Streamlining Trusted Research Environments (TREs) to better serve researcher needs. A satellite event organised by the University of Dundee and the Alan Turing Institute to form the beginning of coordinated efforts across TREs. There was an engaging breakout session called User Experience in TREs. For more details, check out the TRE Satellite event report

Co-design with patients and clinicians on mobile health applications. Matt Machin of the University of Manchester led a practical session on engaging users and stakeholders throughout the design process, not just during the requirements phase.

Tutorial-driven development for user-friendly applications.  Using Metawards (a COVID-19 application) as a case study, Christopher Woods of the University of Bristol demonstrated the utility of writing the tutorial first and the code second: 

“If functionality is not described in a tutorial, then it doesn’t exist.”

– Christopher Woods on tutorial-driven development with Metaworlds

Other sessions I attended that highlighted engagement with end users in the research software design process:

Now What?

Design and usability work in research software is under-studied and likely under-reported for various reasons. This survey on open source scientific and research software projects is part of an effort to understand more about how teams consider their users in the development process. Please click the link to learn more and respond to the compensated, 20-minute survey. 

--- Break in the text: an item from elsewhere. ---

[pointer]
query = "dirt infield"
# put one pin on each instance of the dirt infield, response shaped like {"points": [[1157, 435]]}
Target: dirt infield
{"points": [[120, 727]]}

And what can we learn from the existing efforts of Ginestra, Matt, Christopher, and others?

  • RSEs want to get started on centering end users but are unsure how to start.  Ginestra’s Integration Toolkit will establish the handoffs and workflow between the RSEs and designers. While I and others at the Alan Turing Institute are brainstorming what a Getting Started with HCD guide might look like when you don’t have a designer and want to get started yourself.
  • Success stories of RSE teams building research software people want and can use are hard to find. A search for “human-centred design” AND “research software” returns very little (though there’s a great post on this topic from the SSI blog). With this post and the following posts about my Fellowship, I will continue to share bits of the impact of doing work this way.
  • Human-centred design works best when embedded, not as an afterthought. Metaworlds is an excellent case study for what happens when centering accessible documentation can transform a user base.